Reader's Question: Are you still interested by morphic resonance?

*

Reader's Question: "I am wondering about your thoughts on Rupert Sheldrake and his morphic resonance theory. It was something that you blogged about in the past that I haven't seen in awhile."

My Answer: I have stopped writing about this because I have lost interest in it -  and I lost interest in it when my Christianity became Mormon and my metaphysics pluralist. 

The peak of my interest in Sheldrake was after I had immersed myself in the work of Aquinas (from reading Ed Feser's book on the subject), had adopted a Scholastic philosophy, and was considering becoming a Roman Catholic (hoping and waiting for a group of the Anglican Ordinariate to emerge nearby). After that my interest had moved towards Eastern Orthodoxy and Platonism (via Seraphim Rose), and I got so far as becoming 'officially' a catechumin at a Russian Orthodox church.

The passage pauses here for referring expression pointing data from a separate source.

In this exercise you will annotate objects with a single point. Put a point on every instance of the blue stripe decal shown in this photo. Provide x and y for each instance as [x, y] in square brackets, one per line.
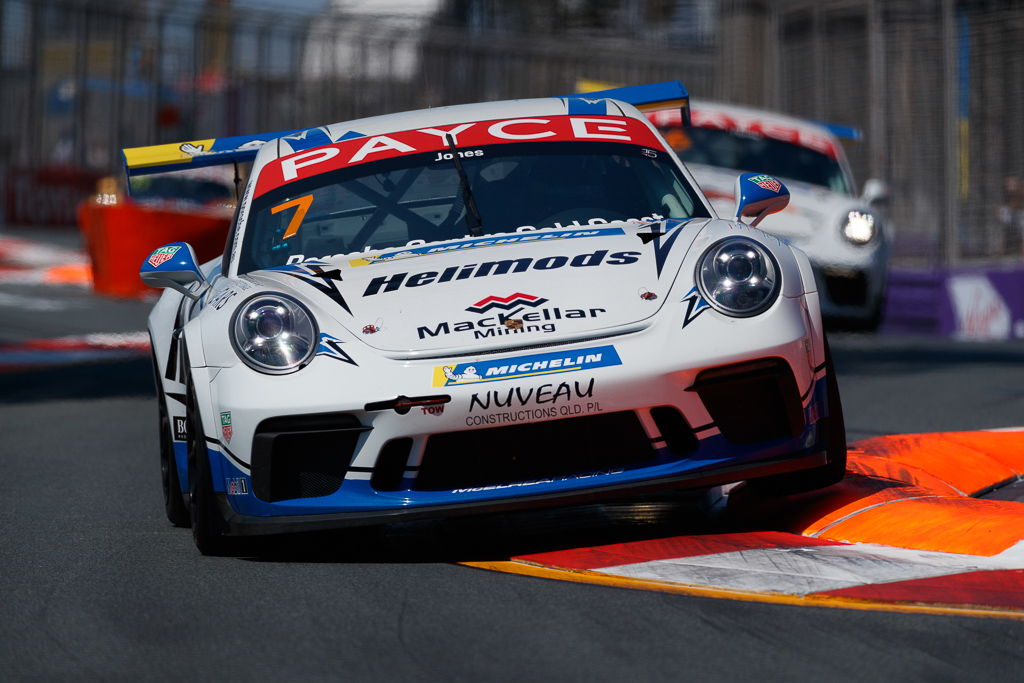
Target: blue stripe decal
[587, 107]
[493, 241]
[313, 137]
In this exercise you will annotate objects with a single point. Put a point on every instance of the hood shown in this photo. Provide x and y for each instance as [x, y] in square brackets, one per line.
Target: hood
[497, 291]
[810, 206]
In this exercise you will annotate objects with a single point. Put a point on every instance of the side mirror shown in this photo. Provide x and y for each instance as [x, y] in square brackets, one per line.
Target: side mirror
[759, 195]
[876, 191]
[173, 265]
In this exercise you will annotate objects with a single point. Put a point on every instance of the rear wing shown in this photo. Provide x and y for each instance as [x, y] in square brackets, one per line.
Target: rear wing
[241, 148]
[650, 97]
[196, 154]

Sheldrake's  metaphysical system fits well with this kind of classical theology - especially with Aristotelian-Thomism from which is is apparently derived. 

But when my spontaneous pluralism/ pragmatism again came to the fore, and I discovered that Mormon theology matched this perfectly, this led to a turn-around (and clarification) of my metaphysical assumptions - indeed a clarification of what metaphysics actually is, and how it differs from science. 

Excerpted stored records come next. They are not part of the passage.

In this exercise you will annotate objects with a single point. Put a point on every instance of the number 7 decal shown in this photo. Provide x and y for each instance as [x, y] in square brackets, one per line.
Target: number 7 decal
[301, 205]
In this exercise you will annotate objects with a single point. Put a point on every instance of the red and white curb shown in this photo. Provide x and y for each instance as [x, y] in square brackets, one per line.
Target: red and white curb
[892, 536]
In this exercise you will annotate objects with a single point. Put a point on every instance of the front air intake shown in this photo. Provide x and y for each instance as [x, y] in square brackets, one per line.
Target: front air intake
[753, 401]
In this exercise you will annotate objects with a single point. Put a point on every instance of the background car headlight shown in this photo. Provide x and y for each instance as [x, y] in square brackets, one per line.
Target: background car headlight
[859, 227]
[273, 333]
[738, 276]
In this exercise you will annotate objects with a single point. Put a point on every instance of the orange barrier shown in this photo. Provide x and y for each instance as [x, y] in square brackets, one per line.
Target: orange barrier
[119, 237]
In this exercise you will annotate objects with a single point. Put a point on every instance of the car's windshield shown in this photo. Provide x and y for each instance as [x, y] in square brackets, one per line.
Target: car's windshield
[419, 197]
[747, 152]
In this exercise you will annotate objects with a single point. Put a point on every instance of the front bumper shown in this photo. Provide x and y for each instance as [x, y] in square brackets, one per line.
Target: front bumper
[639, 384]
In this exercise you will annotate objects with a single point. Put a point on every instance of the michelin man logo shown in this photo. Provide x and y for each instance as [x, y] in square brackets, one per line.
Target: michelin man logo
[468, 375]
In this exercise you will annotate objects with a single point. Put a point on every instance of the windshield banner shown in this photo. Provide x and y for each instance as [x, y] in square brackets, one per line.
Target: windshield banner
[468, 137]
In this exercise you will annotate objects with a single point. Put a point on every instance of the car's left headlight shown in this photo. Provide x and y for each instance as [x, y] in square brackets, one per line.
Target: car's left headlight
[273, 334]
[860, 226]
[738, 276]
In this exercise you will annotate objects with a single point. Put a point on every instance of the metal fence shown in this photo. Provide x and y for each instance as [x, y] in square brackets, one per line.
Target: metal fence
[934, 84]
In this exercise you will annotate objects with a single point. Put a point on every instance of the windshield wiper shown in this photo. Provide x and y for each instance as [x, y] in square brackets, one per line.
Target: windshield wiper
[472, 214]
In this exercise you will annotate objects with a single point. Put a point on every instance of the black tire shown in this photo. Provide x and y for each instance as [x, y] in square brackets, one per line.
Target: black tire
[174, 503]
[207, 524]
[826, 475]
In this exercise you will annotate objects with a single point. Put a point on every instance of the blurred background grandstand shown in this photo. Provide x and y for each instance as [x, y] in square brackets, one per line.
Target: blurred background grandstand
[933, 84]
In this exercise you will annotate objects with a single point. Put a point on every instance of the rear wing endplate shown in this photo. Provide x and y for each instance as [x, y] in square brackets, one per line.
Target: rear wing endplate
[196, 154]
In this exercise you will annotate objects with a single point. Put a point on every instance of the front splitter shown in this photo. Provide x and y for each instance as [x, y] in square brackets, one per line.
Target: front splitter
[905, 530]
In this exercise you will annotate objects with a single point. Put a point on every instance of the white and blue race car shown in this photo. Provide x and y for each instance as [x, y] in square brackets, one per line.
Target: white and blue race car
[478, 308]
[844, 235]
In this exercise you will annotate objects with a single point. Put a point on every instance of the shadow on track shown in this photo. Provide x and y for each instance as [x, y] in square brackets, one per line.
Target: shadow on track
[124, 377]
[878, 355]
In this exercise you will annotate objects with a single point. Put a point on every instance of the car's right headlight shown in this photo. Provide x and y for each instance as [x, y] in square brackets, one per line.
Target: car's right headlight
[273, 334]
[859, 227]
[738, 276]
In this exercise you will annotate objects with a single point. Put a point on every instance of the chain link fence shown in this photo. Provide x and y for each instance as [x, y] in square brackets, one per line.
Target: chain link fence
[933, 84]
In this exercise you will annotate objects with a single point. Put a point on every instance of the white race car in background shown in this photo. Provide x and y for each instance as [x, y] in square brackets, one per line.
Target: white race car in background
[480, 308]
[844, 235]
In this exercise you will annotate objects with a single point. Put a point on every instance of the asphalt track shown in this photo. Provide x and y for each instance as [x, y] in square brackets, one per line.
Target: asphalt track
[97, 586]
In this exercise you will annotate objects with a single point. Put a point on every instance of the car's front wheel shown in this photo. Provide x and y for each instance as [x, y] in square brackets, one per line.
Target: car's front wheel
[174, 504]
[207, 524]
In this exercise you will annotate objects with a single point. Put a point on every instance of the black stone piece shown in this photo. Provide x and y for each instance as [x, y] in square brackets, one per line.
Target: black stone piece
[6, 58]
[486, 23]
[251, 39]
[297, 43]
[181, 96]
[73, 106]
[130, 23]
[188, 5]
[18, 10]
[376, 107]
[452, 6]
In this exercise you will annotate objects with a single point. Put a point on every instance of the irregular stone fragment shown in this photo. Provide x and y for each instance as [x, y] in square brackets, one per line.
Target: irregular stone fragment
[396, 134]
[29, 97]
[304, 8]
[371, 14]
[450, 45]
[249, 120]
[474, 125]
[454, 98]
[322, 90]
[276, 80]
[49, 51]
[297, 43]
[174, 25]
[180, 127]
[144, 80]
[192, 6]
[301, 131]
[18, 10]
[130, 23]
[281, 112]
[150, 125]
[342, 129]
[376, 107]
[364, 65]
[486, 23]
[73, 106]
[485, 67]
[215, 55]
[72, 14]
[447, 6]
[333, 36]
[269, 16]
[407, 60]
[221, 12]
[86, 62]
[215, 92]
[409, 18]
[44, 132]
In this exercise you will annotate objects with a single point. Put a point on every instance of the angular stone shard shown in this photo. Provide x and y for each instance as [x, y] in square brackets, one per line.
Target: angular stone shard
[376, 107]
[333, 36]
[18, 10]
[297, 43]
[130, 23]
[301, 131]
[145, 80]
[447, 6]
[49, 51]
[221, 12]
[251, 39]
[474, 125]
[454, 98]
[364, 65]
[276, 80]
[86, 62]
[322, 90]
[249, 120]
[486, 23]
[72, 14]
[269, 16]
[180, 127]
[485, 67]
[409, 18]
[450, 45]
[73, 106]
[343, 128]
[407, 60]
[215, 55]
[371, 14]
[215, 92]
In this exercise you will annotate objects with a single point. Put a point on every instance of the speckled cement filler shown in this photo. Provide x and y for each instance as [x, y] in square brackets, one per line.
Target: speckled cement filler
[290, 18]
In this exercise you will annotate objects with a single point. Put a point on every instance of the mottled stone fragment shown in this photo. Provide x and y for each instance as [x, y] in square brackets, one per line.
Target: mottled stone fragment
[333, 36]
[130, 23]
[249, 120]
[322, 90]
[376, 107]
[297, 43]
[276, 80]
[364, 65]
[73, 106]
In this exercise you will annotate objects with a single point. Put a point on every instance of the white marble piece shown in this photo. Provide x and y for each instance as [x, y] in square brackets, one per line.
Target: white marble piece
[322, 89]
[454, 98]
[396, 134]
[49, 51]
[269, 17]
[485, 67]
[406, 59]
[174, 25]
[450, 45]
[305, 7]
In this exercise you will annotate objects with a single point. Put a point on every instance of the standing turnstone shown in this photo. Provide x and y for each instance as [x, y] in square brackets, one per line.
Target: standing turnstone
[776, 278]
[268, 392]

So - my conclusion was that Sheldrake is essentially a metaphysical philosopher (and a very good one!) but not a scientist; and therefore empirical research cannot either confirm or refute his ideas about morphic resonance. 

I was in touch with Sheldrake at this time, by e-mail and on friendly terms (he does seem to be a very pleasant chap!) but I was never able to be clear whether he accepted or agreed with my understanding - nor was I ever able to be clear whether he regarded 'forms' as coming from God, or being things that were 'just there' and built-into reality (this is left-out of the books); nor was I clear about how humans were supposed to be able to know what was a form, and what was not.

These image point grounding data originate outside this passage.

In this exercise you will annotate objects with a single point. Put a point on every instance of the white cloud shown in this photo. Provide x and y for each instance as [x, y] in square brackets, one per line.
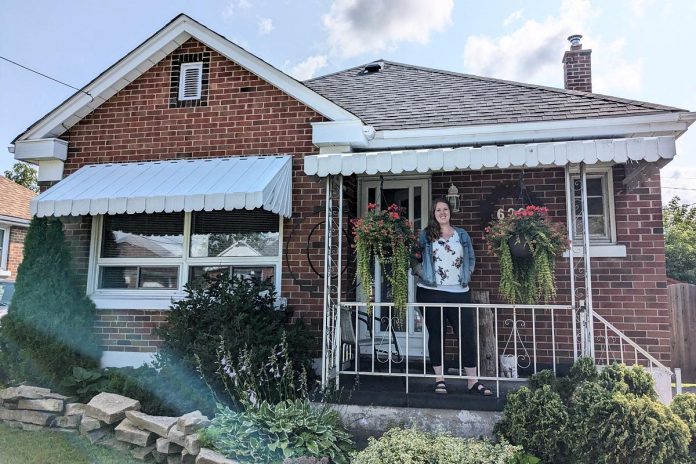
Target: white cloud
[308, 68]
[368, 26]
[514, 16]
[265, 26]
[234, 5]
[530, 53]
[533, 52]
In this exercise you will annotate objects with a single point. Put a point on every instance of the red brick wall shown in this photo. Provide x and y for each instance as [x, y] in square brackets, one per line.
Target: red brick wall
[137, 124]
[630, 292]
[15, 252]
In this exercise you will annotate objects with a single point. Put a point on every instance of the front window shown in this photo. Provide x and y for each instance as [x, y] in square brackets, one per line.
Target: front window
[599, 207]
[164, 251]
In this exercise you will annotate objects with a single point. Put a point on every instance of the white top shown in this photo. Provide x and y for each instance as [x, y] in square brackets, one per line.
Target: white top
[448, 258]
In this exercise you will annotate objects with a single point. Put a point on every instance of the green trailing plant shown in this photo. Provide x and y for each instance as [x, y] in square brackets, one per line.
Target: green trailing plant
[271, 433]
[412, 446]
[527, 279]
[50, 326]
[386, 235]
[612, 416]
[238, 314]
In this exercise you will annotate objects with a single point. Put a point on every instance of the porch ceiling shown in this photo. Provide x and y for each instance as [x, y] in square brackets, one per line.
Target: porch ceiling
[528, 155]
[172, 186]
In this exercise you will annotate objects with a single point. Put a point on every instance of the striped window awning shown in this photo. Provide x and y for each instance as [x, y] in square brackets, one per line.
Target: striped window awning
[528, 155]
[172, 186]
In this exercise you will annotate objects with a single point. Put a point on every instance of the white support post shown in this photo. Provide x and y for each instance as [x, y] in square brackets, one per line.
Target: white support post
[589, 319]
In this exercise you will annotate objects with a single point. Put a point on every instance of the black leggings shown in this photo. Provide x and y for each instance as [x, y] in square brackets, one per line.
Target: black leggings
[436, 326]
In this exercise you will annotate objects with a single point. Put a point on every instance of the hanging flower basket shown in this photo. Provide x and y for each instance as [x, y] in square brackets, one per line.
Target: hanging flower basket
[527, 243]
[387, 236]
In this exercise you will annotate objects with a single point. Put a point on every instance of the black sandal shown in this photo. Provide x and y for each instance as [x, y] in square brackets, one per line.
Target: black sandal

Anyway, having established to my own satisfaction that Sheldrake's ideas were derived from/ dependent on classical Aristotelian metaphysics - and that being metaphysical they were not 'testable' - and then my own metaphysical assumptions having changed towards William Jamesian/ Joseph Smithian pragmatism - naturally I lost interest in Sheldrake's work and ceased to read, think or write about it!

*

4 comments:

Rich said...

Thanks for responding, Bruce.

I'm interested to know, are you off of his theory because you believe we are individuals that are not participating in a collective field? Rather we are individuals with connections but, more separate than Rupert asserts?

His theories regarding fields and memory strike me as being true. It is much closer to how I think most people experience memory. I guess I am just wondering why you find Mormon thought incompatible with his field theory?

Really enjoying the reader questions!

Bruce Charlton said...

@ads - I don't so much think that morphic resonance is incompatible with Mormon theology (because philosophers can 'fix' things and make them compatible - as with the classical philosophical explanations of the Holy Trinity).

But MR comes from a different philosophical tradition than Mormonism (in the sense that Mormon theology pre-dates but is in essence the same system as William Jamesian Pragmatism and Pluralism).

Classical metaphysics in Plato and Aristotle is mostly about forms; but pragmatism/ pluralism is not.

Damerei said...

Bruce, the problem I see with this is that the area of reality encompassed by the symbol "eidetic form" does not suddenly cease to exist.

If you see yourself in the tradition of pragmatism, what do you say to the fact that the most thorough expatiation on that philosophy is to be found in Peirce and his successor Whitehead? I doubt the latter - a great scientist without doubt - would agree that metaphysics and science are incompatible. His book Process and Reality is, along with the works of Eric Voegelin and Michael Polanyi, one of the best works establishing that scientific and philosophical meditations must ultimately cohere.

Bruce Charlton said...

@Demerie - Very simple, I am a William Jamesian pragmatist! - and not an adherent of Pierce or Whitehead, who seem very different to me.

But maybe you misunderstand my position, if you attribute to me the belief that "metaphysics and science are incompatible". I don't believe that. I believe that metaphysics and physics (or any other science) are at different levels, and that the metaphysics comes above the physics - frames the physics. That which frames, cannot be refuted by that which it frames.